Anggaran Pendapatan dan Belanja Negara (APBN) mulai mengalami defisit di bulan Mei 2024 sebesar Rp21,8 triliun. Sedangkan keseimbangan primer tercatat masih surplus Rp184,2 triliun.
Defisit APBN terjadi karena belanja negara yang mulai meningkat lebih cepat dibandingkan pendapatan negara. Realisasi belanja negara hingga Mei 2024 tercatat sebesar Rp1.145,3 triliun, sedangkan pendapatan negara mencapai Rp1.123,5 triliun.
“Defisit APBN sebesar 21,8 triliun sekitar 0,1 persen dari Produk Domestik Bruto (PDB). Secara tahunan belanja negara tumbuh tinggi 14 persen di bulan Mei, sedangkan penerimaan negara melambat 7,1 persen,” kata Menteri Keuangan Sri Mulyani Indrawati keterangan pers APBN Kita, Kamis (27/06).
Menurut Menkeu, risiko global harus diwaspadai karena masih menunjukkan dinamika dan risiko yang sangat tinggi. Imbasnya dalam bentuk sentimen dan kepercayaan (confidence) yang bisa mempengaruhi kinerja perekonomian domestik dan realisasi APBN.
“Di tengah situasi global yang dinamis dan risiko yang masih sangat tinggi, APBN akan dikelola secara hati-hati. Sehingga perekenomian tetap terjaga dari dampak rembetan yang terjadi di global,” ucap Menkeu.

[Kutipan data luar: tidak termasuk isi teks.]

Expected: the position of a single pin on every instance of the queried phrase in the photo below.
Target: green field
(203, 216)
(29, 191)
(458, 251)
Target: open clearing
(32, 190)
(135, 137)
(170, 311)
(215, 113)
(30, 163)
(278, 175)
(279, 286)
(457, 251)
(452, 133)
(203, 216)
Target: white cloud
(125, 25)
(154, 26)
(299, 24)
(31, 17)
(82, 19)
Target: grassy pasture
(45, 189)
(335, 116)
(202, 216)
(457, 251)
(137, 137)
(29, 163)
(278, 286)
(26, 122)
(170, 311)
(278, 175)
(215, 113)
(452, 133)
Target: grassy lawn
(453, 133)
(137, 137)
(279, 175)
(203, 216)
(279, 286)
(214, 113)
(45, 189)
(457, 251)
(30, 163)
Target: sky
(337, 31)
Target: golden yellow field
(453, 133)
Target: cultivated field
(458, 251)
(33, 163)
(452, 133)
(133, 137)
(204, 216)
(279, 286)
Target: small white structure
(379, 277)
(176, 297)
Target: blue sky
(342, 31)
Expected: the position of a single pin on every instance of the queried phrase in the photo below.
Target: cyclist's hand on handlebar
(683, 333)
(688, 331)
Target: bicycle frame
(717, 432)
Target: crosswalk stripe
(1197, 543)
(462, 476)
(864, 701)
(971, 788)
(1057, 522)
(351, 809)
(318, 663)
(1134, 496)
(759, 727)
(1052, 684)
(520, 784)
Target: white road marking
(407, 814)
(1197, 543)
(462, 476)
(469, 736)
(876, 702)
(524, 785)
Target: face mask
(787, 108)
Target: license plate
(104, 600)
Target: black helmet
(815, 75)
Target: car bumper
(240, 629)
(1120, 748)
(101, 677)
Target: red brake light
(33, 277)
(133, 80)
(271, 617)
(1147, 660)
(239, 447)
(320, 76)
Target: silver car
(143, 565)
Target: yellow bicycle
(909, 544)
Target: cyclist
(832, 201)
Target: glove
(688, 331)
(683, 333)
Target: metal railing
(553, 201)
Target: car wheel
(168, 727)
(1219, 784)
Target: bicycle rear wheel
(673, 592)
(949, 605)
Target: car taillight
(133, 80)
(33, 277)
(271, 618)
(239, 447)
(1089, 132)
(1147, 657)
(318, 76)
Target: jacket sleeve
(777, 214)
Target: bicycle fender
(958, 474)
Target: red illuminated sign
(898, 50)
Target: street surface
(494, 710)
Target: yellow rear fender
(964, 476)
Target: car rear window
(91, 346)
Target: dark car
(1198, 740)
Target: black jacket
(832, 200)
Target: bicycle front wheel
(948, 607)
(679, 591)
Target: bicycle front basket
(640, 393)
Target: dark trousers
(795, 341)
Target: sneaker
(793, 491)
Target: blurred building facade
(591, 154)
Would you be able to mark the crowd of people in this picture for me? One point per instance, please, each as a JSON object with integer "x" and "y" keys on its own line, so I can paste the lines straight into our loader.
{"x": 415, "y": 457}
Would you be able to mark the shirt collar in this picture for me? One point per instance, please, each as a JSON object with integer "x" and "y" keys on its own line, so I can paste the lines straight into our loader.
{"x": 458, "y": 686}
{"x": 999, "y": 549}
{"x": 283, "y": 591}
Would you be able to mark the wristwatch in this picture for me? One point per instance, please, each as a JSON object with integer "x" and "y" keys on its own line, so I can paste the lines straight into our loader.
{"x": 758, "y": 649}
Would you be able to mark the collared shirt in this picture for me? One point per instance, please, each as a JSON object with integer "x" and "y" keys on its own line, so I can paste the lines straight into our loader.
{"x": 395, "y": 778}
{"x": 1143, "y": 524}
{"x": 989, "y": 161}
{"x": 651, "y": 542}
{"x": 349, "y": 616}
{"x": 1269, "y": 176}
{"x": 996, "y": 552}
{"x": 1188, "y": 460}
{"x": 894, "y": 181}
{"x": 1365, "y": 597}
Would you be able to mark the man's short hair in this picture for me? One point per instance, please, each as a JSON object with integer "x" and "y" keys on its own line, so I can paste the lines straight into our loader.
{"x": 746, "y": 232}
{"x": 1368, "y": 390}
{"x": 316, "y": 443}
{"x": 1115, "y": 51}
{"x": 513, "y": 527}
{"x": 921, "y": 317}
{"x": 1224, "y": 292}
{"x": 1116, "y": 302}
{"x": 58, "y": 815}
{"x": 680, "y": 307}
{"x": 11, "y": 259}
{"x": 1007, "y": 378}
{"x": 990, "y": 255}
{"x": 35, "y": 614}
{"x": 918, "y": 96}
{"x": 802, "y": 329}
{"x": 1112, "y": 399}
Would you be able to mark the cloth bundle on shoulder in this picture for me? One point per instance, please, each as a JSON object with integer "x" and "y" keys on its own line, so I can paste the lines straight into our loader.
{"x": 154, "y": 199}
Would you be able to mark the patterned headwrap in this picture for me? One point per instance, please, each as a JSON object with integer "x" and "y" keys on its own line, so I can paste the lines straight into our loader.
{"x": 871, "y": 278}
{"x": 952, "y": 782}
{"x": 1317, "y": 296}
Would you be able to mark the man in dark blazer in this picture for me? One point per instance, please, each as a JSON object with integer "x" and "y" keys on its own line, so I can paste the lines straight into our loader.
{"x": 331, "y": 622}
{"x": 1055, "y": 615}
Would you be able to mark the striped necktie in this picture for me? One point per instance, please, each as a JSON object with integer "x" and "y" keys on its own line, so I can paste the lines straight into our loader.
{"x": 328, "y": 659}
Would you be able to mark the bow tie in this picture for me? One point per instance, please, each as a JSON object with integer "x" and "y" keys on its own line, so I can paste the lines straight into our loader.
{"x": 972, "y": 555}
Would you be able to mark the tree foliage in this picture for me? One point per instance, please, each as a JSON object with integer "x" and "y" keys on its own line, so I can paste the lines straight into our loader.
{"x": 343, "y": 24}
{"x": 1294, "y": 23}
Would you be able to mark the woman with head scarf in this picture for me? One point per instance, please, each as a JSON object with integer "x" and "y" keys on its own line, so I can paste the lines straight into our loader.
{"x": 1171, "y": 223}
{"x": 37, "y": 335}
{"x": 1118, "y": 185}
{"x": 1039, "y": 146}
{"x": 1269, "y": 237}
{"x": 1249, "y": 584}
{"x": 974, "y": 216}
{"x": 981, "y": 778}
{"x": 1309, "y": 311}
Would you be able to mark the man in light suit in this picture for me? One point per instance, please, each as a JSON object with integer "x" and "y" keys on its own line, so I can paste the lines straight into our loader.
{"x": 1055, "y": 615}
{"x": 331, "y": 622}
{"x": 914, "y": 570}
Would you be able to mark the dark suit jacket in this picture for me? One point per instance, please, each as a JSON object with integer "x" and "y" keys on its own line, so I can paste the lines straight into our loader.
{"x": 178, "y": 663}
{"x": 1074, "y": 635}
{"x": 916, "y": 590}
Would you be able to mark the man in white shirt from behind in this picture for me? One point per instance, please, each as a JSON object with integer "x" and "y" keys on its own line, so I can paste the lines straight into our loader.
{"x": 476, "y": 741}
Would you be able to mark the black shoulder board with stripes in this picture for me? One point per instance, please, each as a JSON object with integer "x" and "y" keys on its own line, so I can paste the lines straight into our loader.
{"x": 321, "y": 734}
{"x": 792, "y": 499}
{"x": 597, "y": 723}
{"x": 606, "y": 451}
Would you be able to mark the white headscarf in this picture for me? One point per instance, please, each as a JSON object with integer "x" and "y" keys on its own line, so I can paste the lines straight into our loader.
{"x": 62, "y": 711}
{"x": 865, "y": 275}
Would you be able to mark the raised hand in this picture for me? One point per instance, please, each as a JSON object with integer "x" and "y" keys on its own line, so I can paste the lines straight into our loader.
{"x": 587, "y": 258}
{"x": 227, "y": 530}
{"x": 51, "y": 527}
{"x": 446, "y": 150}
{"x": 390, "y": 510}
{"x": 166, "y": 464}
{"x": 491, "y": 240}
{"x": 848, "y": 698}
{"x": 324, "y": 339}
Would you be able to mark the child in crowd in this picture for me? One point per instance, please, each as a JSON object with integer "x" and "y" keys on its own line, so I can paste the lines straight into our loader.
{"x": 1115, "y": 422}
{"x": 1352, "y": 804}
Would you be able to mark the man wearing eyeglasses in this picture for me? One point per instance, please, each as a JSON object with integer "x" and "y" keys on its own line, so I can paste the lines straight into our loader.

Penurun pendapatan pada Mei 2024, dipengaruhi harga komoditas dan profitabilitas (tingkat keuntungan) perusahaan-perusahaan. Sedangkan belanja negara meningkat tajam karena adanya jadwal politik seperti pemilu, serta tugas APBN sebagai peredam syok (shock Absorber),” ujar Menkeu menutup keterangannya. (rri)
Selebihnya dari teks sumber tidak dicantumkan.